“Be who you are and say what you feel, because those who mind don’t matter, and those who matter don’t mind.” — Dr. Seuss
Revealing has been a HUGE trend in America for the past 20 years with Reality TV programs, talk shows and game shows taking center stage. People have become very comfortable humiliating themselves in front of large, engaged, audiences. American combat troops fight daily in Iraq, coverage broadcasted throughout the day but Reality TV doesn’t seem lacking in ratings and new shows keep popping up. Apparently, bloodshed and dismembered body parts isn’t enough action for American viewers.
But prior to Survivor, Oprah and The Newlywed Game, writers have revealed themselves for hundreds of years to unknown readers. The simple fact is: “When you choose to write, you also choose to introduce your soul to the world,” and that choice is brave.
(That being said, if you are writing directions on “How to put together the latest end table from Ikea” you don’t need to worry about revealing much, except, hopefully, an actual end table.)
Be it poetry or prose, fiction or non, a writer’s opinion, personality and perception slip into the sentences like falling crumbs from a delicious sandwich and upon finishing your meal you ask yourself, “Do I want to clean up these crumbs or not?”
There is something exciting about being exposed. During a casual conversation someone makes a perceptive comment about who you are. Suddenly, your face freezes, thoughts mix and you feel a tight grasp at your throat. You stare at the messenger, thinking, “How do they know that?”—then spend a significant amount of time searching for an answer. Writers knowingly put themselves in this position every time they submit a piece and sometimes ( for good reasons) have regrets. Revealing can lead to rejection, a common fear among most and paralyzing to some —not all of us have the wonderful self-esteem of Dr. Seuss. We re-read what is already written and wonder if people will now be able to figure out our once well-guarded secrets and if so—will they still like us?

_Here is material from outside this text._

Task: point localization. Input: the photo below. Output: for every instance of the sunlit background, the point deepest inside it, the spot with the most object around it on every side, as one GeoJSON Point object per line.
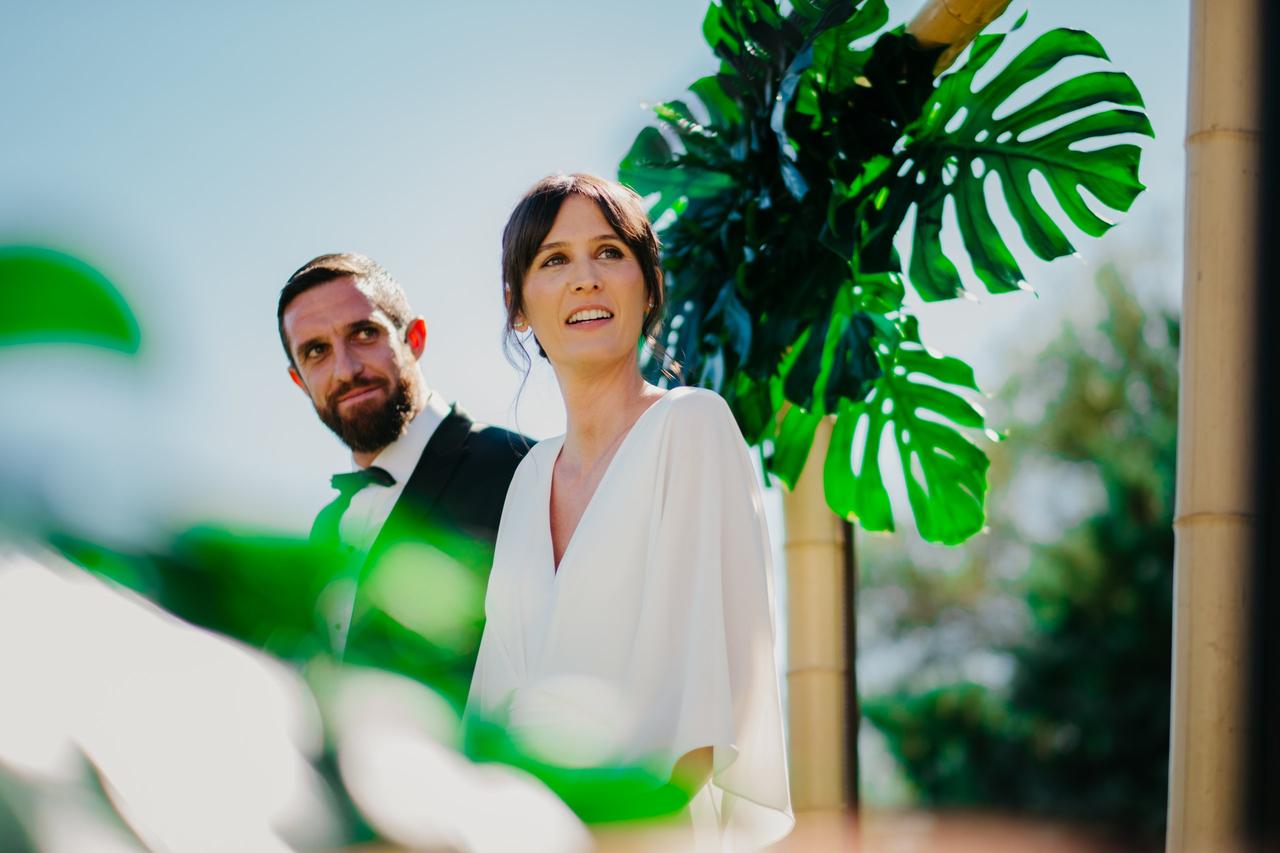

But that is part of the thrill of writing; perhaps, that is why we spend hours writing and rewriting sentences to feel that sense of being exposed and hopefully—understood? Writing helps us to connect to others in a way that is not experienced through other art forms and that is what makes it strangely unique and sometimes, softly, satisfying.
Writers will continue to express what they can and reveal what they must, it is what they do.